09/02/07

 

 


KAFKA ET LE "BUREAU DU COGNAC"

 



Notre ami Jean Deret, viticulteur en Charente, vient de saisir la "Commission des Pétitions" du Parlement Européen.

Motif: il a été ruiné parce qu'il a dû payer plus de 25 000 euros de 1975 à 1980 au "Bureau National Interprofessionnel du Cognac" ( "BNIC" pour les initiés) au titre des "droits supplémentaires de commercialisation et de distillation".

Pour payer, il avait dû prendre un crédit, et c'est la charge de l'emprunt qui l'a fait plonger.

OR LES QUOTAS DE PRODUCTION DU COGNAC QUI MOTIVAIENT LA PERCEPTION DE CES "DROITS" ONT ÉTÉ DÉCLARÉS CONTRAIRES AU TRAITÉ DE ROME EN 1987.

Jean Deret réclame donc le remboursement des droits indûment perçus, et des frais financiers qui en ont résulté.

Logique.

Sauf que nous sommes en France.

Cela fait en effet DIX-SEPT ANS qu'il réclame. En vain.

Lisez plutôt:

-il s'adresse en 1989 au BNIC. Refus.

-il porte l'affaire devant le Tribunal administratif. Il gagne,

-le BNIC fait appel devant la Cour administrative d'Appel...et gagne! C'est en effet devant un tribunal civil que l'affaire aurait dû être portée (contrairement à ce que pensait pourtant le Tribunal administratif lui-même).

-nous sommes déjà en 1998-délais de la justice française obligent. Jean Deret part donc devant le TGI, Tribunal de grande instance, en janvier 1999. Plus de neuf ans après la première démarche.
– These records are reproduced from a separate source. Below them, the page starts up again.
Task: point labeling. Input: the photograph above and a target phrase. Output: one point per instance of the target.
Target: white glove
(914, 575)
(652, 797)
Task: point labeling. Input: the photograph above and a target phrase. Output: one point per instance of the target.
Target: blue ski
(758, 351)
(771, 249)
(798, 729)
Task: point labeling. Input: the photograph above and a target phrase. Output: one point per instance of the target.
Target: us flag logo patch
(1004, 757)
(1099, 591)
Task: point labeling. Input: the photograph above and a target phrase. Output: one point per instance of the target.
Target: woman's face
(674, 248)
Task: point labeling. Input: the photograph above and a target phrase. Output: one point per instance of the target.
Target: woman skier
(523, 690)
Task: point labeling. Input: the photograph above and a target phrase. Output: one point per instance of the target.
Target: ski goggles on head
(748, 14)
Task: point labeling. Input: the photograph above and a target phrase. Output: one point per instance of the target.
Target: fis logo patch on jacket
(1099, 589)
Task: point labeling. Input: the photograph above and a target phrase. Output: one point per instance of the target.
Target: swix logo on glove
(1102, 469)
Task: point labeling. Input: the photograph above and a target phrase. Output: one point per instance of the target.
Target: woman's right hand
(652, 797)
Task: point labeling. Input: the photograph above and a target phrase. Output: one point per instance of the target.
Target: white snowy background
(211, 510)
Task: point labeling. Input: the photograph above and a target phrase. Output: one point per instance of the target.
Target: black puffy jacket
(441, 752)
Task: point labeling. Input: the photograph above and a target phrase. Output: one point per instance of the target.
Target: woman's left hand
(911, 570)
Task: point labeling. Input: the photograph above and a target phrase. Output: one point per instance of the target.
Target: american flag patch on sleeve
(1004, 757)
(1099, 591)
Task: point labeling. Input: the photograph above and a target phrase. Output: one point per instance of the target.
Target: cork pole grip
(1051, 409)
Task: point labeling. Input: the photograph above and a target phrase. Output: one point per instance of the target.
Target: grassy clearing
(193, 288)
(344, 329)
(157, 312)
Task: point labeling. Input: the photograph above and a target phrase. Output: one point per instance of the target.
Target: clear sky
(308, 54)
-mais le BNIC, qui a pourtant gagné en Cour administrative d'Appel, saisit le Conseil d'Etat! Contre lui-même, en quelque sorte. Le recours sera évidemment rejeté, en mars 2002.

-ça fait trois ans de perdus, ou de gagnés, ça dépend de quel point de vue on se place.Le TGI a en effet décidé d'attendre la décision du Conseil d'Etat pour examiner l'affaire.

- il peut enfin regarder ce qui se passe. Encore un an plus tard, en juillet 2003, il déclare que M. Deret est en droit de réclamer le remboursement des "droits" versés au BNIC. Sauf qu'il y a une prescription de quatre ans! Jean Deret a raison, mais il est quand même débouté.

-saisie par notre ami viticulteur, la Cour d'Appel de Bordeaux estime que la prescription de quatre ans, qui a motivé le rejet de la demande de J. Deret par le TGI, ne pouvait pas être invoquée par le BNIC, mais seulement par l'Etat, qui ne l'a pas fait. Jean Deret est quand même débouté.

RÉSUMONS:

1) Jean Deret a payé à tort une taxe, un "droit", contraire au traité de Rome.

2) Tout le monde reconnaît qu'on n'aurait jamais dû lui réclamer ce "droit".

3) Malgré cela, au bout de dix-sept ans de démarches et de procédures, il ne peut pas se faire rembourser.
Conclusion: décidément, la France n'est pas le pays de Descartes. C'est la véritable patrie de Kafka.